In hindsight, season 3 has been one long journey from caveman tribalism -- from clearing out the prison one square foot at a time -- to genuine civilization, protected from the outside world. That's an ambitious story arc, and the best parts of this season will stand as a testament to showrunner Glen Mazzara, who decisively rebooted the show in an intriguing direction which led to the show's best hours (and some of its worst.) When the show returns in October, it will be left to new showrunner Scott M. Gimple to guide the series forward. Whatever my problems with the back half of this season, I find myself ridiculously excited by the infinite possibilities of this show. I plan to spend the next half-year constantly googling "Walking Dead Season 4 News" whenever I get bored, waiting for whatever table scraps of information emerge from the AMC compound.
Fellow Dead fans, what did you think about the end of this season? Were you underwhelmed by the Woodbury/Prison showdown? Were you expecting more closure with the Governor, or were you happy to see him go off with his best buddy Martinez, ready and willing to strike again come October? Did Carl make the right decision?
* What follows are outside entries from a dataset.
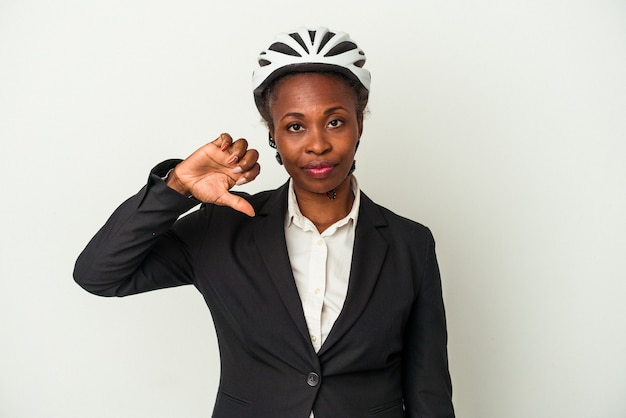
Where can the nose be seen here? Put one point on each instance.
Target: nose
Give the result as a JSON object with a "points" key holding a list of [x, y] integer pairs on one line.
{"points": [[317, 142]]}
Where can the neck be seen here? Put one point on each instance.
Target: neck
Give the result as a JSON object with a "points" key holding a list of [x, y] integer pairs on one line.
{"points": [[321, 210]]}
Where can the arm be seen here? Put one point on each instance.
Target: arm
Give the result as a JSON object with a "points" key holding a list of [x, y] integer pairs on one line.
{"points": [[142, 247], [427, 385], [112, 264]]}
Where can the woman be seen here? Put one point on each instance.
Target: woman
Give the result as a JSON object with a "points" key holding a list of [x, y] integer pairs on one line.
{"points": [[325, 304]]}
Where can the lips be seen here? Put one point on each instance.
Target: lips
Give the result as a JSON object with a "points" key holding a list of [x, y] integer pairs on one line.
{"points": [[319, 169]]}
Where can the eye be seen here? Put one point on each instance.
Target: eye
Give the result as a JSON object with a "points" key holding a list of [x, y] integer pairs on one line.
{"points": [[294, 127], [335, 123]]}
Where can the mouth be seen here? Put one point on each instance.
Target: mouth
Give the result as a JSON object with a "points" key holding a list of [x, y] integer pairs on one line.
{"points": [[319, 170]]}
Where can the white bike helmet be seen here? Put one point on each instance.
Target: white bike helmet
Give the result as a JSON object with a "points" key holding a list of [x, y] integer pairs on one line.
{"points": [[309, 50]]}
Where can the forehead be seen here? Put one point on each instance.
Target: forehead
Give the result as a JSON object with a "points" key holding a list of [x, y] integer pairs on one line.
{"points": [[309, 88]]}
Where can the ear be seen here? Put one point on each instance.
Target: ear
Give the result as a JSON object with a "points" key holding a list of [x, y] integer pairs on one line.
{"points": [[270, 139], [360, 126]]}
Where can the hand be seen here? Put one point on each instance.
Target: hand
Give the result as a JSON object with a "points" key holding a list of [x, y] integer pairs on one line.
{"points": [[211, 171]]}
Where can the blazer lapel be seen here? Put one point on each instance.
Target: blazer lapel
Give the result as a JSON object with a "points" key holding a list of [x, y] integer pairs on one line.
{"points": [[269, 235], [370, 250]]}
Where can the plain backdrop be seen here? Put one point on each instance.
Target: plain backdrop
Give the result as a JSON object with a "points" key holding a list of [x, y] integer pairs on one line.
{"points": [[499, 124]]}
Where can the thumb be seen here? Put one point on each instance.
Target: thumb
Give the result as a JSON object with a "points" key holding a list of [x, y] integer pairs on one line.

Should Rick have welcomed the Woodbury citizens into the Prison? Were you surprised Beth didn't sing? Carol is still alive -- thoughts?
(ASIDE: This concludes my rollicking experience recapping season 3 of The Walking Dead. It's incredibly fun writing about this series. I sometimes suspect that The Walking Dead is the most American show on television, which I should qualify by explaining that I also suspect Spring Breakers is the most American movie in theaters. Whatever; whether you loved this season without reservations or with some skepticism, whether you loved the comic books or wish I would just stop talking about the freaking comic books so much, and even if your favorite character is Ghost Lori, I thank you heartily for taking this weird journey with me. See you in October. Unless the zombie apocalypse happens. In which case I'll see you at the Prison. END OF ASIDE AND ALSO OF RECAP.)